The first day I was diagnosed with breast cancer seemed like the end of the world. How to start? Where to go? Who to meet? Who to tell? And many more questions crossed through my mind.
I felt dejected, I began to ask questions, why it had to be me, knowing full well my background and being the bread winner of my family. What hope do I have to finance the treatment, which is rather expensive and rigorous?
Despite it all I never ceased asking why me? I still have a vivid memory of that faithful day. I was in the office when I received a phone call that my test result was out.
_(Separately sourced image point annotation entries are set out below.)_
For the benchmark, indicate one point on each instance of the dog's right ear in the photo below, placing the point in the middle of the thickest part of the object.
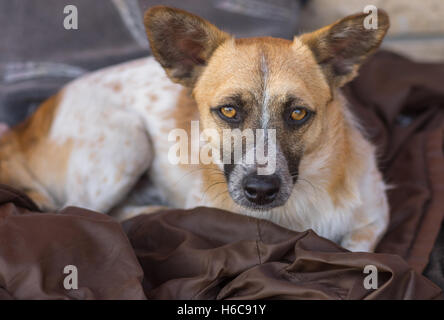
(182, 42)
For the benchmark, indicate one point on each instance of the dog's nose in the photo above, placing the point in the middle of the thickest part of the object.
(261, 189)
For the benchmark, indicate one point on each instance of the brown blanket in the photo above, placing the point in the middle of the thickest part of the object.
(211, 254)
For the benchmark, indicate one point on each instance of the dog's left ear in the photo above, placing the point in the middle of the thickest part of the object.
(342, 47)
(181, 42)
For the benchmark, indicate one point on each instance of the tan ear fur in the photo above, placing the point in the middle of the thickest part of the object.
(340, 48)
(181, 42)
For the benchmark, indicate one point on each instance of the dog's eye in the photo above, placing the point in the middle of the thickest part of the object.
(298, 114)
(228, 112)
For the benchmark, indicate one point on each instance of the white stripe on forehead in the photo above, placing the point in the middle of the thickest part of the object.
(265, 111)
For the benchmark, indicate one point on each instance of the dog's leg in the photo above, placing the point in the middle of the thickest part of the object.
(371, 219)
(366, 238)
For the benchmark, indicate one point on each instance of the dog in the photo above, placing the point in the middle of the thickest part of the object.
(102, 141)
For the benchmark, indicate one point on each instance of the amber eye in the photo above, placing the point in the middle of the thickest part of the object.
(298, 114)
(228, 111)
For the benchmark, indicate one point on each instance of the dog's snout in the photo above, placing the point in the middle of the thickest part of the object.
(261, 189)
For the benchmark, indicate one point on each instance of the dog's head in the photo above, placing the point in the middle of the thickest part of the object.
(263, 83)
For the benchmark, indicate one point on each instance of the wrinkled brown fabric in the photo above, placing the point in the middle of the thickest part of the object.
(35, 248)
(401, 106)
(212, 254)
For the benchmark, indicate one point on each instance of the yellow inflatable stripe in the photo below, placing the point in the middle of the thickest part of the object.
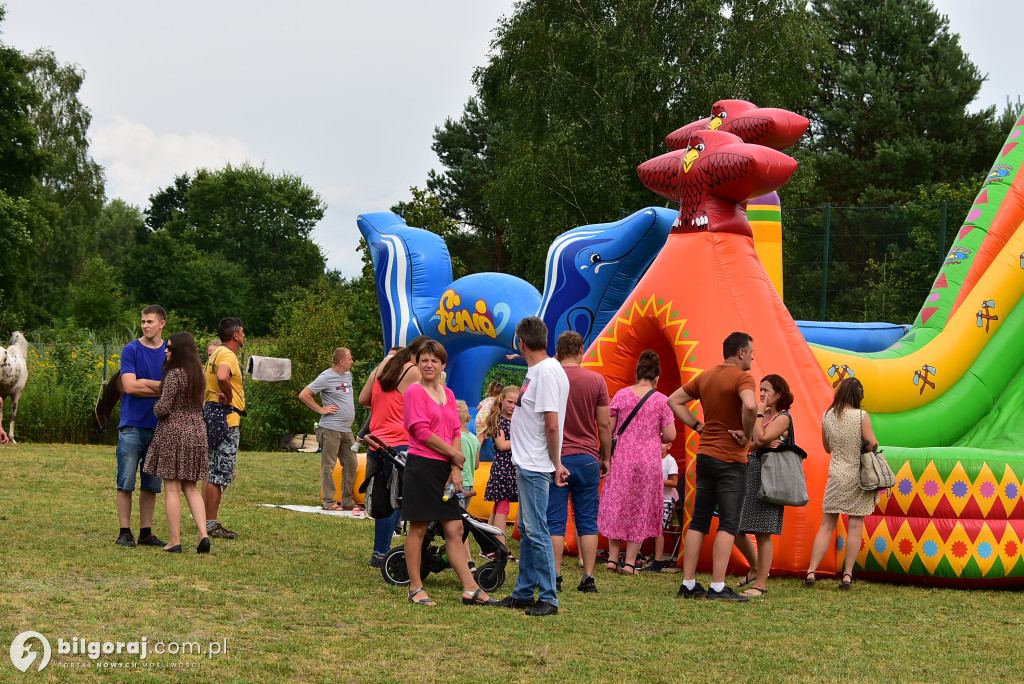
(893, 385)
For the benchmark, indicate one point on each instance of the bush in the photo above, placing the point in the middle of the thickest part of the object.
(65, 381)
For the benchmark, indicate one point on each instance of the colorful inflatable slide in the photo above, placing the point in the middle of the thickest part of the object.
(947, 398)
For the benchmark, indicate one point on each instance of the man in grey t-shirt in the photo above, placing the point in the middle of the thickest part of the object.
(335, 432)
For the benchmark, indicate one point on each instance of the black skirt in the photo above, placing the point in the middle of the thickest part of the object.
(422, 485)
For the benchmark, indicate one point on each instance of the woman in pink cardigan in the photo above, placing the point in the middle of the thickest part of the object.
(434, 461)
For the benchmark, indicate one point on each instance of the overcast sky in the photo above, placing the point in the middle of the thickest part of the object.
(344, 93)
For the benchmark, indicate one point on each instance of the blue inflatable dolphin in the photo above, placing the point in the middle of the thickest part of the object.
(590, 271)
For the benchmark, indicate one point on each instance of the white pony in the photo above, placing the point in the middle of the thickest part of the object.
(13, 374)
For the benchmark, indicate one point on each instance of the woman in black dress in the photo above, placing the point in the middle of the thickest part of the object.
(772, 428)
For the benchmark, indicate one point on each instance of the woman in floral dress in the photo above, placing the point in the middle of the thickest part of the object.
(845, 429)
(179, 453)
(632, 500)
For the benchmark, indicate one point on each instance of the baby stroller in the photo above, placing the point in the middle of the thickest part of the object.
(489, 576)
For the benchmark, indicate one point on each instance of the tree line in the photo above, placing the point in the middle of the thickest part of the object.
(570, 99)
(574, 95)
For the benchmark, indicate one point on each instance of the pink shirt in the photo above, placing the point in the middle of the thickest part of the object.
(424, 417)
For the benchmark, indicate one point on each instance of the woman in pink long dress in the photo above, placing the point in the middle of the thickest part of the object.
(632, 499)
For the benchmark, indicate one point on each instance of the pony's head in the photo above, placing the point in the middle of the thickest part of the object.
(17, 340)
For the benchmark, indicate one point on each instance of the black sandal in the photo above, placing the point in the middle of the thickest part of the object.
(473, 599)
(426, 601)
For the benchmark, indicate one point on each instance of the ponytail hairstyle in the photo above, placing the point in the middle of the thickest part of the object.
(491, 427)
(849, 394)
(184, 355)
(391, 374)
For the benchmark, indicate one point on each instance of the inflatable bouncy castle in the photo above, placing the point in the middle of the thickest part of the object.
(946, 396)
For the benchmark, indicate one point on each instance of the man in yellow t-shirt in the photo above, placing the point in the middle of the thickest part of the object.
(223, 385)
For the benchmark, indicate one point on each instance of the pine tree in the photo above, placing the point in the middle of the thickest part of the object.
(891, 113)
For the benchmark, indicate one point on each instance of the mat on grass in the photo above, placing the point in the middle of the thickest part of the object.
(358, 514)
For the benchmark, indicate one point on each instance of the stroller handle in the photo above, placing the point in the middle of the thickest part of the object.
(392, 455)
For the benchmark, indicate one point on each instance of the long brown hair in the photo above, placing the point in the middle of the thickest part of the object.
(779, 384)
(391, 375)
(491, 427)
(184, 355)
(849, 394)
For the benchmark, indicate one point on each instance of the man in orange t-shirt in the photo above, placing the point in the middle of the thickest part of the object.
(726, 393)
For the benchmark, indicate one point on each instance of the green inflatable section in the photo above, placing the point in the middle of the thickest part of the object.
(935, 312)
(965, 407)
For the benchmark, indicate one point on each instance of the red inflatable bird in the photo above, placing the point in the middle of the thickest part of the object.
(711, 178)
(768, 126)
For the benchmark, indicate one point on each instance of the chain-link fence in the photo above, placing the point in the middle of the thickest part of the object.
(864, 263)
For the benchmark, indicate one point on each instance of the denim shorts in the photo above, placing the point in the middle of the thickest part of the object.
(719, 483)
(670, 508)
(583, 484)
(133, 442)
(223, 458)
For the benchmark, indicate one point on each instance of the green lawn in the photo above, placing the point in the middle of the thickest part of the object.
(296, 601)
Why should I not be hopeful since I am young and my take was that breast cancer was not for people like me? “It is for people who are dirty and have lived a reckless life.”
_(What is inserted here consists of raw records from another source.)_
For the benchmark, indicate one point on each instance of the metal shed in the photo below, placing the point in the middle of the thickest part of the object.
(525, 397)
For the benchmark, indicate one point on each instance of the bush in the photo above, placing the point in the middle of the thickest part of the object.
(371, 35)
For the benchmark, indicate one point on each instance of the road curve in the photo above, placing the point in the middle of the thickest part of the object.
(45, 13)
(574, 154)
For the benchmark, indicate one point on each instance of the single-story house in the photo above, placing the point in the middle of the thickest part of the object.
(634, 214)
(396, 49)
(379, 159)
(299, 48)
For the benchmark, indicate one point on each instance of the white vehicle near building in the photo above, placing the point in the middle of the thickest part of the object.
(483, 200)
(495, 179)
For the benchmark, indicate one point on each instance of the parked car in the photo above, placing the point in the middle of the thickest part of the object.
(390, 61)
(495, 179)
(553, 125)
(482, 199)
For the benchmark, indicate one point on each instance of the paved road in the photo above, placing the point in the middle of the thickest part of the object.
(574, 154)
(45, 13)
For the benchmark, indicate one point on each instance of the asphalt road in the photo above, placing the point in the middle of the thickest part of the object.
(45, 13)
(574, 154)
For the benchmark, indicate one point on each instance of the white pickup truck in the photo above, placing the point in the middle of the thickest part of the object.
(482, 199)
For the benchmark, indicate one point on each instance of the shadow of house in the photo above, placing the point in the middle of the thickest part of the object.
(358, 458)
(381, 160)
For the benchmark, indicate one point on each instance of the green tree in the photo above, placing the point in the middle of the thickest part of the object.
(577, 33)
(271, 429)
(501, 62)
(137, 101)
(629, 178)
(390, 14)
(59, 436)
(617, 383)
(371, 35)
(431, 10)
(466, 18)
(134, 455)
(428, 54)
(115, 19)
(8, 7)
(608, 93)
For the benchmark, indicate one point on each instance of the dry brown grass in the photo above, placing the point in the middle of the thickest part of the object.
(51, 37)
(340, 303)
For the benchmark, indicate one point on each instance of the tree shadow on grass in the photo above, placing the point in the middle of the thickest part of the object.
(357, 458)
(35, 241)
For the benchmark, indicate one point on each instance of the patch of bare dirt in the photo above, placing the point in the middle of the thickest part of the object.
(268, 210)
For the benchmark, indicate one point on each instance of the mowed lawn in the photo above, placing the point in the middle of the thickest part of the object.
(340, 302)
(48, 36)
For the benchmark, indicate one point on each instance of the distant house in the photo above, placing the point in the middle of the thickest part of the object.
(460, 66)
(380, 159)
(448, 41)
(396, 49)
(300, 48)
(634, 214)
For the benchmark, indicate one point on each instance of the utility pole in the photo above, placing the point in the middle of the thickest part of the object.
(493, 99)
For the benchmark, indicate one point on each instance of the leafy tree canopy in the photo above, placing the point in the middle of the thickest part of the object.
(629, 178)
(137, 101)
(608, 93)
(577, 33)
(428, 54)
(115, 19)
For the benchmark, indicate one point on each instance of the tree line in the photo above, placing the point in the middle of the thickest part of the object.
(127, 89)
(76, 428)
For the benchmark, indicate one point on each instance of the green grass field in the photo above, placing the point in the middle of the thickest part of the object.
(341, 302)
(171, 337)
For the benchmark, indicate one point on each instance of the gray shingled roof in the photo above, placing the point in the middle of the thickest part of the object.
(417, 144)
I was advised to sit and wait for the head of the unit, a female doctor quite different from the first doctor that attended to me initially. Eventually, I met her, not before her several stories and words of encouragement. At this point I started feeling restless, furious and wanted her to go straight to the point. She still could not break the awful news but asked a survivor to come and encourage me to be strong. At this moment, I deduced what the result was; I could not help it anymore and just burst into tears.
I returned home depressed, unhappy and life became miserable. I refused to see anyone. All I needed was to be alone. I did not know who to tell and what the reaction might be. I did not know anyone who had gone through this trauma. I was left in this world to fight the battle alone. The next day, I sent a text message to my Managing Director in the office. The only person I could think of in order to secure my job since I know it might be at stake at this crucial moment. She summoned me to the office. It was at this level that my many mind bothering questions were answered. I felt so jittery that I poured out my heart to her. Immediately, she called her doctor friend at LUTH (Lagos University Teaching Hospital) and got me connected to an oncologist who took over my case and went for second opinion, which was a confirmation of the previous. I started my treatment after series of tests.
My unforgettable memory was realizing that my family obviously could not afford the cost of my treatment. My boss promised to use her connections to help raise the funds. Today, I stand to testify that my surgery, chemotherapy and radiotherapy were all financed through charity/donations with the help of my boss. I cannot but pray that Almighty God will continue to bless and reward her and those who made different contributions. The entire treatment process was tedious. It was not easy at all. I do not pray that anyone go through this ordeal. I thank God for saving my life. He blessed me with strength, stability and determination despite all the pains I went through.
To my family, friends and those I could not dodge their constant prayers, calls, visits and words of encouragement. I say thank you.
To aunty C.O.P.E (that is what I call her) who has had a soft spot for me since the day I met her, I thank you for your words of encouragement, advice and follow-up.
Above all, to Almighty God who saw the beginning and the end and decreed that I shall live, Baba, may your name be praised.
Today, I call myself a survivor and I pray that affliction will never come again, Amen. To all other fellow survivors, I say congratulations.
To all those that have just been diagnosed or still going through one form of treatment or the other in the course of survival, you shall all be a testimony in Jesus name, Amen.